Frustrated colloidal ordering and fully packed loops in arrays of optical traps

TL;DR

This paper proposes a colloidal system in optical traps that models fully packed loops and related phases, providing a physical realization of complex loop models with potential applications in various experimental setups.

Contribution

It introduces a new colloidal system in honeycomb optical traps that realizes fully packed loop models and maps to Baxter's three-coloring problem, revealing diverse phases.

Findings

Identification of multiple phases including ordered, stripe, and disordered states.

Mapping of the system to Baxter's three-coloring problem.
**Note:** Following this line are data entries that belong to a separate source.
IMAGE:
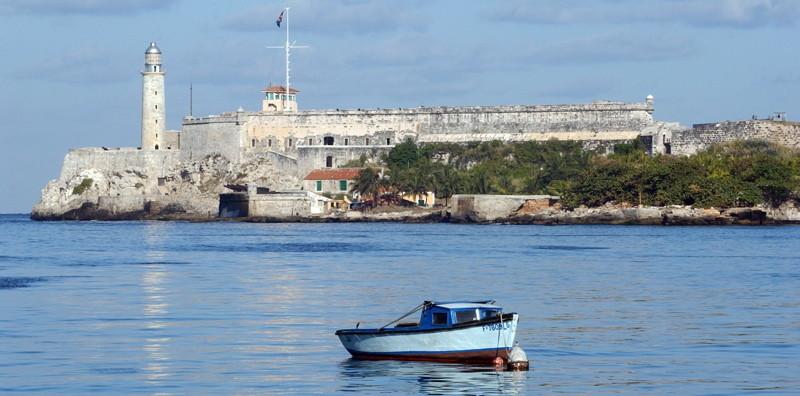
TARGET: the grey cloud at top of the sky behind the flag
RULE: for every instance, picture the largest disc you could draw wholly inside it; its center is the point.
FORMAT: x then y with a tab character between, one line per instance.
332	17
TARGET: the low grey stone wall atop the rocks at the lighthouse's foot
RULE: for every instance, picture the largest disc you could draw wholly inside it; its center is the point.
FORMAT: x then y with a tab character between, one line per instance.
155	163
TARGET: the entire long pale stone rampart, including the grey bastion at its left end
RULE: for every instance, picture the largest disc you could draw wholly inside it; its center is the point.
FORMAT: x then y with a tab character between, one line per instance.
289	132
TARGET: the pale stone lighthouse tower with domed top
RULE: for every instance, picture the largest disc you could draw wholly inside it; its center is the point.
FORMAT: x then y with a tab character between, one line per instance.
153	112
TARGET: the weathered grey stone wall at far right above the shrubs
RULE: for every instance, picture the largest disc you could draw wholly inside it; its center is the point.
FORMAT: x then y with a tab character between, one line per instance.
690	141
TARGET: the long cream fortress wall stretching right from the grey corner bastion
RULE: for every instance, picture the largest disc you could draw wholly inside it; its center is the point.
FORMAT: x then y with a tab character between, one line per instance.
464	123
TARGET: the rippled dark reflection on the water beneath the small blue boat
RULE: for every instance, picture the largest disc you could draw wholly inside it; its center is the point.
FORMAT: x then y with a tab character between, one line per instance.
428	378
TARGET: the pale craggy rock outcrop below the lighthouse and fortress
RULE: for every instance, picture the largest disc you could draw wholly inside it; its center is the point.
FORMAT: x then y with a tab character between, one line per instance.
187	190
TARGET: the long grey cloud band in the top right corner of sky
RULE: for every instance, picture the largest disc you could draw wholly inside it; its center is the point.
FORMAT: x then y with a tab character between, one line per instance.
698	13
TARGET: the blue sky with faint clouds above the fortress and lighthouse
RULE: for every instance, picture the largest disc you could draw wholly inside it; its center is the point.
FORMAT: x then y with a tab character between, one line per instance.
71	76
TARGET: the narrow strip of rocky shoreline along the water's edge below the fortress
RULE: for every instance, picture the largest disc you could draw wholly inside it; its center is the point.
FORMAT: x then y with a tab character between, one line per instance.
608	215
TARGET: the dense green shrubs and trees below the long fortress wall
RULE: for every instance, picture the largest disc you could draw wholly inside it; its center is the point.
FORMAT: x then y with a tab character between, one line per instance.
733	174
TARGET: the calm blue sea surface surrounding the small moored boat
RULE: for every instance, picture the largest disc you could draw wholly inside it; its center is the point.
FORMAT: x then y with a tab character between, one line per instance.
231	308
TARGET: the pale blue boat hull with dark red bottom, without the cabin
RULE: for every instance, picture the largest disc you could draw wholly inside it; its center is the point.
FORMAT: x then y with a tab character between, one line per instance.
482	340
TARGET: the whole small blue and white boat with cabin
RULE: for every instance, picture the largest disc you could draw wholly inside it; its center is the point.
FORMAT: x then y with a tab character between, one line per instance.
474	331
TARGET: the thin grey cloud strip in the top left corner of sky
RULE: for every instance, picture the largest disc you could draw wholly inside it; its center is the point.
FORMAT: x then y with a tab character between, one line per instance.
82	7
Potential experimental implementations using ion traps, BEC vortices, or magnetic vortices.

Abstract

We propose that a system of colloidal particles interacting with a honeycomb array of optical traps that each contain three wells can be used to realize a fully packed loop model. One of the phases in this system can be mapped to Baxter's three-coloring problem, offering an easily accessible physical realization of this problem. As a function of temperature and interaction strength, we find a series of phases, including long range ordered loop or stripe states, stripes with sliding symmetries, random packed loop states, and disordered states in which the loops break apart. Our geometry could be constructed using ion trap arrays, BEC vortices in optical traps, or magnetic vortices in nanostructured superconductors.